A Danish Company, ExoXpac, would next year launch a business initiative in Ghana to use coconut husks and pineapple wastes to produce bottles and food packs to substitute the use of plastics.
The ExoXpac, which specialises in converting biodegradable waste materials to useful products, would undertake the new technology, in collaboration with the Council for Scientific and Industrial Research, to promote economic growth and employment in Ghana.
Madam Gove Degnbol, the Denmark Ambassador to Ghana, made this known when she led a Danish business delegation to pay a courtesy call on the Minister of Sanitation and Water Resources, Madam Cecilia Abena Dapaah, to finalise details of the initiative.
Madam Degnbol praised Ghana for her economic strides and said Denmark would share experiences with the country to transform the economy through technology and strengthen the technical cooperation between the two countries.
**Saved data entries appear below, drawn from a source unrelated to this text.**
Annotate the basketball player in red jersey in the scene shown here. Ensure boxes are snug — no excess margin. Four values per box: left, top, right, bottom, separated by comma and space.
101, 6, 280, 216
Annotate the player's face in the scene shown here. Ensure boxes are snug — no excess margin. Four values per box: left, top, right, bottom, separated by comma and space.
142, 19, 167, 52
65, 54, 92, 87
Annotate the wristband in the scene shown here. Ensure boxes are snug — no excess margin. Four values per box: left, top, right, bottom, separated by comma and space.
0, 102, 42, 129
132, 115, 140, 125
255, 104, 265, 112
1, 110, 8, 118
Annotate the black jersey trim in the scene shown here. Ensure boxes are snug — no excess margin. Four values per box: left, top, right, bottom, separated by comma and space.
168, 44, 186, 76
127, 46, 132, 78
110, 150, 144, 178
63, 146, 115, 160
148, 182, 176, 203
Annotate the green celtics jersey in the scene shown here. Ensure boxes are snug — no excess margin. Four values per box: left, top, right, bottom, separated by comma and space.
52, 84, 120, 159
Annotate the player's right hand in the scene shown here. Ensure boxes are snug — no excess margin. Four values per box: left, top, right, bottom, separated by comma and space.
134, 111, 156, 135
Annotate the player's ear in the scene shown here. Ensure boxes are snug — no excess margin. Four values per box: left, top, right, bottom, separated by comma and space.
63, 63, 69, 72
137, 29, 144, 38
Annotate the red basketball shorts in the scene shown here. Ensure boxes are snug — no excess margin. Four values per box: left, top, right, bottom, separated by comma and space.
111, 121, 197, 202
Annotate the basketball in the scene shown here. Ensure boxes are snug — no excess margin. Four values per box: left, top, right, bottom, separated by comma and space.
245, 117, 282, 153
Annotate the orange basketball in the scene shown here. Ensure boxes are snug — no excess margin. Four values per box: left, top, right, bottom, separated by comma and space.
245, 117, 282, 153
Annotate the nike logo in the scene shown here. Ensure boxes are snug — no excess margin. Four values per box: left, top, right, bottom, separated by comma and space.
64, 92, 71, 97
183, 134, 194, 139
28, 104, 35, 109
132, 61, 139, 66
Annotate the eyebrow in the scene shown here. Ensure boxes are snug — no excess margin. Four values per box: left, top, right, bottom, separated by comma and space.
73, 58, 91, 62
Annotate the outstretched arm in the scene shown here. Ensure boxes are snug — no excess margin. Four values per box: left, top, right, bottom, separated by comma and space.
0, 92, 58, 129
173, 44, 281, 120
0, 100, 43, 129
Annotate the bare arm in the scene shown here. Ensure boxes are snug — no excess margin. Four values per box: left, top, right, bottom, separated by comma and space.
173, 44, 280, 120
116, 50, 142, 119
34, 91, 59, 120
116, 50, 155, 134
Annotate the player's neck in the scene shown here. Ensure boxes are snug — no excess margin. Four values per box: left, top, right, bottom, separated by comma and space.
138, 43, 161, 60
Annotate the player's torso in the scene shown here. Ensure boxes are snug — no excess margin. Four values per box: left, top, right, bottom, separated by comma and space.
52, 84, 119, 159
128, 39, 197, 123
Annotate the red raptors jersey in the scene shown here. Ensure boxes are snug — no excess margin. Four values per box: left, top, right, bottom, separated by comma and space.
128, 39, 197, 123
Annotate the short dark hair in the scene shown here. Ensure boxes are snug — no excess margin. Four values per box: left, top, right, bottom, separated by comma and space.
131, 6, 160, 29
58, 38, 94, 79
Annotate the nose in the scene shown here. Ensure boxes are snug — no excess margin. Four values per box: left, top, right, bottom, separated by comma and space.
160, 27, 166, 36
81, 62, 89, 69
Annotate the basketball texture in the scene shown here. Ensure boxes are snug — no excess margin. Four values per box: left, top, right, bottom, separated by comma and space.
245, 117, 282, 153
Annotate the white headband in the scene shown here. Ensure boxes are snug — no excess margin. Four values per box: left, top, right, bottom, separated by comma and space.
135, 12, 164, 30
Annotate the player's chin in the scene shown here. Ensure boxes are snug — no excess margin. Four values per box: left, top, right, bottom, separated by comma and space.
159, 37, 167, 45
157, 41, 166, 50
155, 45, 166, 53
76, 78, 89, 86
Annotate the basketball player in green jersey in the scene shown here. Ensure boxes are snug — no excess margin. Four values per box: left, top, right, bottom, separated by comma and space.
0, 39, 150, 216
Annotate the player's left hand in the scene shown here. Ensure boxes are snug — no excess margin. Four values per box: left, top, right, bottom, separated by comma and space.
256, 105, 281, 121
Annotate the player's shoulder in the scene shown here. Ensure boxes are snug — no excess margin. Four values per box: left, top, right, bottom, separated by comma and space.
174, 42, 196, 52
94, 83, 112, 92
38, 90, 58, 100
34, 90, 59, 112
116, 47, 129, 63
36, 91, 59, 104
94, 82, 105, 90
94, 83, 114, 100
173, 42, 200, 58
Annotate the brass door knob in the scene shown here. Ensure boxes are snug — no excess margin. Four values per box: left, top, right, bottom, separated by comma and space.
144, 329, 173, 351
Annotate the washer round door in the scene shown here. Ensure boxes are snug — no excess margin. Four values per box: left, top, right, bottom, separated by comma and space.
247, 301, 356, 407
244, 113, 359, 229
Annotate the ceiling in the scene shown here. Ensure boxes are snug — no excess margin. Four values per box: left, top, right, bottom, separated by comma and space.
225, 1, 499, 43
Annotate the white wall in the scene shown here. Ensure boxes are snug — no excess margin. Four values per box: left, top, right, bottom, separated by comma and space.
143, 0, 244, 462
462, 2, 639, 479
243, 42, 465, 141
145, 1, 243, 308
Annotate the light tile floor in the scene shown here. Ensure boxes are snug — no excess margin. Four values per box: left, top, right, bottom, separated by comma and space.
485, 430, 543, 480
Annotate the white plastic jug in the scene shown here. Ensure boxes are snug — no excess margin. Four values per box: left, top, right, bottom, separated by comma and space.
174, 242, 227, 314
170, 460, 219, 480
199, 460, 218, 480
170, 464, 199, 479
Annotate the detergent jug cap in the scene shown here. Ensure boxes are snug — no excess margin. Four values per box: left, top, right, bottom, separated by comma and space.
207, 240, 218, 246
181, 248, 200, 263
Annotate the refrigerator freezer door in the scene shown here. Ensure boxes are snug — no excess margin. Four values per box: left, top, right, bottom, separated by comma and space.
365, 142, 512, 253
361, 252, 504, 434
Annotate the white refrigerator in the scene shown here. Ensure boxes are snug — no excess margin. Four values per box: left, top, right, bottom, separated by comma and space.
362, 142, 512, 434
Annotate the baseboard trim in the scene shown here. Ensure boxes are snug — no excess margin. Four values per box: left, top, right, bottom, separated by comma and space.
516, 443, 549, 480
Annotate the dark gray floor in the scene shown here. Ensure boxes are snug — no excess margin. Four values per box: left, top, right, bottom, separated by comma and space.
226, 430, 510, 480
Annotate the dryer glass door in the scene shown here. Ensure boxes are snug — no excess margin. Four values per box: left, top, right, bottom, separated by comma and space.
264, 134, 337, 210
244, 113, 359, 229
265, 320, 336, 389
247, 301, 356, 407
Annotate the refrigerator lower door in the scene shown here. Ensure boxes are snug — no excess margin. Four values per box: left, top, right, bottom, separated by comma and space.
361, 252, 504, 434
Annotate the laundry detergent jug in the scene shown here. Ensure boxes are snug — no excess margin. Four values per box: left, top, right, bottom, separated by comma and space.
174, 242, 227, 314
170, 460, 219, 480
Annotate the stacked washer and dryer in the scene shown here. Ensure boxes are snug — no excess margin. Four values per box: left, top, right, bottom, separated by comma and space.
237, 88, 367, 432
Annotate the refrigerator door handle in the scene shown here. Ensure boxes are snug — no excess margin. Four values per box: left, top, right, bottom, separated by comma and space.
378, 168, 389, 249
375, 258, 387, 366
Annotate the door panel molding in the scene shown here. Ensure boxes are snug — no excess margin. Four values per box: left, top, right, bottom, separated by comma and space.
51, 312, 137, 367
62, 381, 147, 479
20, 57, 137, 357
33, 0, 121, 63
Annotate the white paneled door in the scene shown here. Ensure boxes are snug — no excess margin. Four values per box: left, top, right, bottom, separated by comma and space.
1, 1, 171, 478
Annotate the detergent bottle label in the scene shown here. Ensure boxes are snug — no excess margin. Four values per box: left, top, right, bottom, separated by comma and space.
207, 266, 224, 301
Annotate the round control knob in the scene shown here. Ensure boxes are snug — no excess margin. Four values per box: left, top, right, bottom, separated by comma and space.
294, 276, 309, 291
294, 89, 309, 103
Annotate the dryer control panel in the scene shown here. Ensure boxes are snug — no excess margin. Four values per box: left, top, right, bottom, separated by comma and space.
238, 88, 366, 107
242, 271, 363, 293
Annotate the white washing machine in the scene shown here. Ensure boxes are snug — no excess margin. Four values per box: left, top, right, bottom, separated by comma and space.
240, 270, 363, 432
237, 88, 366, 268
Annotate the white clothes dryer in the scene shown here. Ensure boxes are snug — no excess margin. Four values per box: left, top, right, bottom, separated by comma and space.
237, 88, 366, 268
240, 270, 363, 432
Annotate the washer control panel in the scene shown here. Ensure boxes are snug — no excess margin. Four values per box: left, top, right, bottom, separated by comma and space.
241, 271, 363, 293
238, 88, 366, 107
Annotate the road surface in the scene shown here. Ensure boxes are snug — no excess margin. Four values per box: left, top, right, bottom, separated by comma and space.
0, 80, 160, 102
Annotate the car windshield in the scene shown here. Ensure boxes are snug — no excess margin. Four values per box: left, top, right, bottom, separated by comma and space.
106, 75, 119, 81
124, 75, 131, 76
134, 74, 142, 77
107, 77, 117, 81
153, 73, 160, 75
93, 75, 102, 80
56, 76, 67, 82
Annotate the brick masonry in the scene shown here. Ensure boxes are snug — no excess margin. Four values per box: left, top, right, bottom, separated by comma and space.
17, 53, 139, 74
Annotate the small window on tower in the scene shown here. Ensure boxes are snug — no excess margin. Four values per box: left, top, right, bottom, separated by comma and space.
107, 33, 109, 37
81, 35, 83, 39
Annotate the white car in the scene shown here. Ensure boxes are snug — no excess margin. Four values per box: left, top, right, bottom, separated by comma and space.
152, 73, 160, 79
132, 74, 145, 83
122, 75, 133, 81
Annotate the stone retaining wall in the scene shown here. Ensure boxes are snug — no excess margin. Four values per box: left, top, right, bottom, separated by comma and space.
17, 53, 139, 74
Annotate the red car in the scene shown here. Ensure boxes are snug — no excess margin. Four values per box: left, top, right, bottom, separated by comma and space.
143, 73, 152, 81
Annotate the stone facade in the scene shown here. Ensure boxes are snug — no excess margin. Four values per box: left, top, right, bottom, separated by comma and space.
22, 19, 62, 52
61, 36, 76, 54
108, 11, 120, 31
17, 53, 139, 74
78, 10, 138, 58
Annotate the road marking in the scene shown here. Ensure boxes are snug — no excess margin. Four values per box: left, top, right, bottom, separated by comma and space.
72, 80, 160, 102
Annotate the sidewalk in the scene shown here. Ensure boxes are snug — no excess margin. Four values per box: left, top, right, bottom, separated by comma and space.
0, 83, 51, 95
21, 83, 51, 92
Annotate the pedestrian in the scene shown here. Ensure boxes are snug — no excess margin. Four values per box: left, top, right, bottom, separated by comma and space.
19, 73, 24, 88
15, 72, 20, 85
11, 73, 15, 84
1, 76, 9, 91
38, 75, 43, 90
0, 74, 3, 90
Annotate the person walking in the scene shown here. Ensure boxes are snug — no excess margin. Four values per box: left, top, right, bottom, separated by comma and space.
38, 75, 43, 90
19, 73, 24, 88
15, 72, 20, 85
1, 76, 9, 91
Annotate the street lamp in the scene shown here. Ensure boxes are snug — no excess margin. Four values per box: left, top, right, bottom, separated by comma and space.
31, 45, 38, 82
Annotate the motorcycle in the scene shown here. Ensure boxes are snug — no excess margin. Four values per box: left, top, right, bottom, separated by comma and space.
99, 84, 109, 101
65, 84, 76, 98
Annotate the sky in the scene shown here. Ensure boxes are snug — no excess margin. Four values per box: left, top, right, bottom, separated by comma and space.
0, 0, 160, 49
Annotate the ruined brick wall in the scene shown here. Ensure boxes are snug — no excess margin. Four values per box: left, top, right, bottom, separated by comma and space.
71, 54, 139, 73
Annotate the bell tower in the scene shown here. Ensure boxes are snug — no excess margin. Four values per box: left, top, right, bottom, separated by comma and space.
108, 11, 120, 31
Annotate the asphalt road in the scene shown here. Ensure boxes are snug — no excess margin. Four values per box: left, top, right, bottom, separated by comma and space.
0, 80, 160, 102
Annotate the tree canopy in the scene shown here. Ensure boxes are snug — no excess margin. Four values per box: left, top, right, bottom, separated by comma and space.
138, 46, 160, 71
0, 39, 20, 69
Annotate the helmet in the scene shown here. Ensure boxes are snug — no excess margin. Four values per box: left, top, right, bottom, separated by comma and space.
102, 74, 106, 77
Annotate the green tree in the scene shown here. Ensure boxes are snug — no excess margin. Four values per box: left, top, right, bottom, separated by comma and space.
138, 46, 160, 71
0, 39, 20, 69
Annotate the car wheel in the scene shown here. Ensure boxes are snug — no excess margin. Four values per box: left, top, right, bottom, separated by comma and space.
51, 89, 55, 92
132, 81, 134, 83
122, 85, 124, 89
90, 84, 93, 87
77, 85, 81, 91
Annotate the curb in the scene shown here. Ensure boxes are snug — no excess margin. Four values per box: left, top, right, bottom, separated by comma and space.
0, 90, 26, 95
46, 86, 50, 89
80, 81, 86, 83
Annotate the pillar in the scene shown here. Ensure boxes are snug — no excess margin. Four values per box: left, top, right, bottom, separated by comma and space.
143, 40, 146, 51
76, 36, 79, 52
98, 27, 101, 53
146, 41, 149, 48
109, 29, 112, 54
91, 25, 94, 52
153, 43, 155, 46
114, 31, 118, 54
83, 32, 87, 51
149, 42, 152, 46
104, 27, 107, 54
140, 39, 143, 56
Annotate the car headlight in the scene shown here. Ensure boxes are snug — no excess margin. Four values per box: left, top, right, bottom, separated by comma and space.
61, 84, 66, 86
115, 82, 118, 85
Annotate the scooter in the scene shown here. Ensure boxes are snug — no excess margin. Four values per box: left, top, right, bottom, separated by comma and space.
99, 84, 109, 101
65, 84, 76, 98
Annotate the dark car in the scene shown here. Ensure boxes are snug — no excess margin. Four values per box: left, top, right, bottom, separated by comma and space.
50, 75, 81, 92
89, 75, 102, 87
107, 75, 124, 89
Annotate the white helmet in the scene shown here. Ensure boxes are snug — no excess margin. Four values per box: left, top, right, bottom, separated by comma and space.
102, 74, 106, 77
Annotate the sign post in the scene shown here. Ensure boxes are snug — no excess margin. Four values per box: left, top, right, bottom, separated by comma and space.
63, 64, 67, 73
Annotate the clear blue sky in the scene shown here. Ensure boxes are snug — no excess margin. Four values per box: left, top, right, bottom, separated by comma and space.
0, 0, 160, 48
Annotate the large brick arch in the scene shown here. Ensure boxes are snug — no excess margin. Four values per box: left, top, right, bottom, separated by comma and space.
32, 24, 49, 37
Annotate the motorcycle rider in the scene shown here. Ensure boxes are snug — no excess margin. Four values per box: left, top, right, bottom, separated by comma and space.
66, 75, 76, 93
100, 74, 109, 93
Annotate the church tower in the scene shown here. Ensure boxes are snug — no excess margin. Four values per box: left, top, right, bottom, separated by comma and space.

She gave the assurance that the technology would help turn the waste products around to solve some of the sanitation problems.
Madam Dapaah said the technology to be introduced had confirmed government’s commitment to making the private sector the driver of the One District One Factory Programme.
She said the country had made gains by achieving several targets under the Millennium Development Goals yet lagged behind in sanitation with its inherent health issues, hence the need to embrace the biodegradable technology to curb the plastic waste menace.
Mr Michael Michelsen, the Global Business Manager of EcoXpac, said he was proud to extend the new technology to Ghana and gave the assurance that the company would provide exceptional services to customers when it started operation.